Selectively activating DGCs compromises SOR. POMC-Cre mice were injected with either GFP or hM3Dq and received 0.3 mg/kg CNO 1 h prior to test trials throughout behavioural testing. (A) SOR performance [t(22) = 2.196, P = 0.039]. (B) Novel object recognition performance [t(22) = 0.3256, P = 0.748]. (C) Open field anxiety analysis [t(20) = 3.857, P = 0.001]. (D) SOR test trial anxiety analysis [t(20) = 0.8083, P = 0.428]. (E) Representative micrograph of voltage sensitive dye recording configuration in an hM3Dq-expressing slice.

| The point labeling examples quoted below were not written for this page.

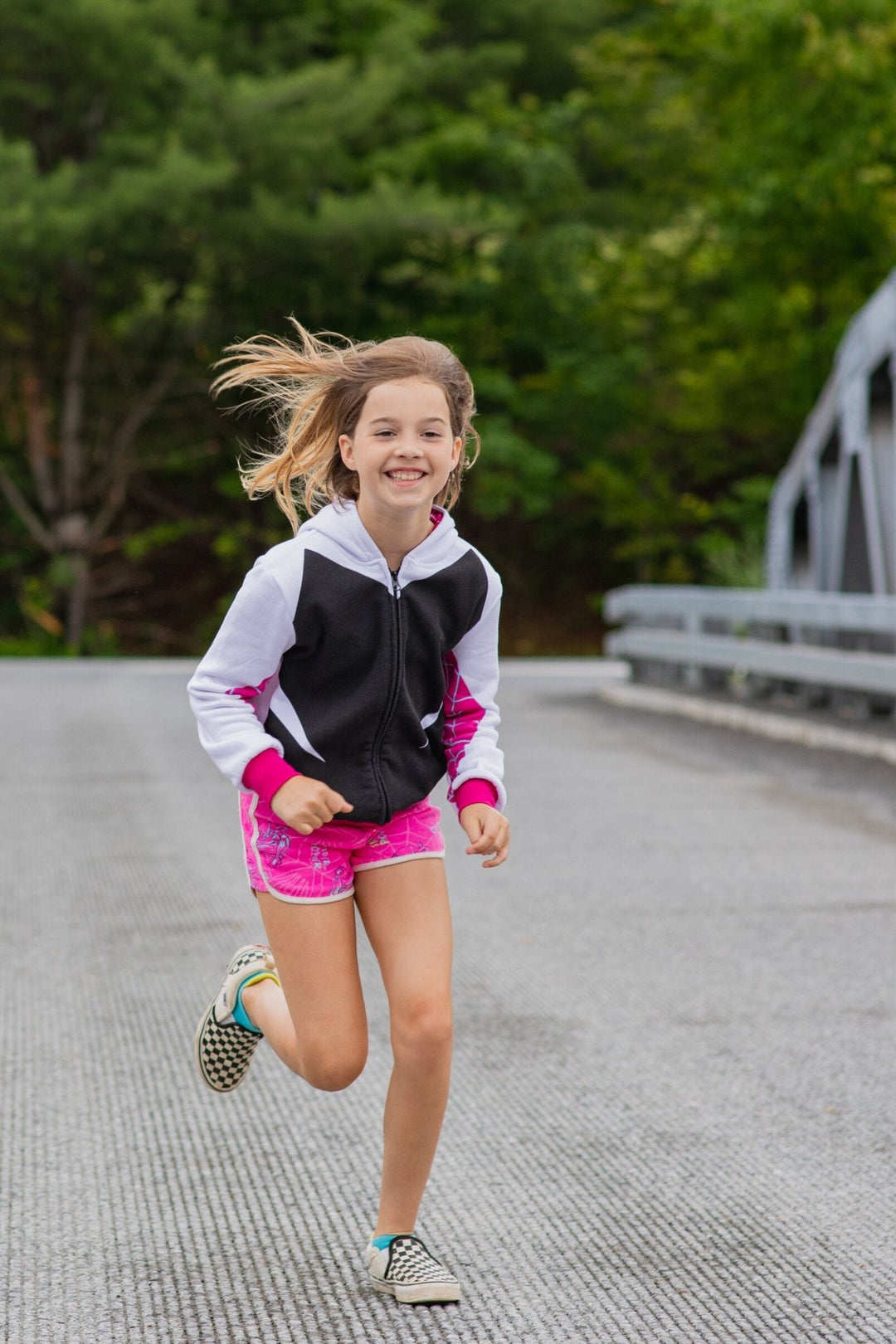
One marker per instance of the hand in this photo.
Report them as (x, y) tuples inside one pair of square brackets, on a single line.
[(306, 804), (488, 832)]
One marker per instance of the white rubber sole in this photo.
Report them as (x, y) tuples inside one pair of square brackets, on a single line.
[(416, 1294)]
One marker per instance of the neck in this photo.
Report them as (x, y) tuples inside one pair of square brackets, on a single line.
[(395, 537)]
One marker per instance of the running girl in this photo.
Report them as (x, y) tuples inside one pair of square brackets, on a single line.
[(356, 665)]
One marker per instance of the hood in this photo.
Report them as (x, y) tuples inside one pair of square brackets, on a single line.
[(342, 533)]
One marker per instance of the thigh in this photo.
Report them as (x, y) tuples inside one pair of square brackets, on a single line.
[(316, 955), (407, 918)]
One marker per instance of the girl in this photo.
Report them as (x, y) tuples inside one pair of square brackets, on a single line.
[(356, 665)]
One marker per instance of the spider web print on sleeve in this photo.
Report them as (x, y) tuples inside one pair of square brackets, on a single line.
[(462, 715)]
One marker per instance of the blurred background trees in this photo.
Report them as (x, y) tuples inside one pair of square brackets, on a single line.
[(641, 225)]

Scale bar = 425 µm. (F and G) ΔF/F₀ (%) max response in artificial CSF (aCSF) (F) and 10 µM CNO (G). (H) Representative traces of ΔF/F₀ in artificial CSF (top) and CNO (bottom). (I) Quantification of response to stimulation in the DGC+molecular layer [t(3) = 4.302, P = 0.023]; each circle represents the average of two to three slices per animal. Statistical comparisons were Student’s t-tests (A–D) or two-tailed paired t-tests (I). Data are represented as mean ± SEM. Each circle represents an animal (number of animals indicated in parentheses). ^nsP > 0.05, *P < 0.05, **P < 0.01.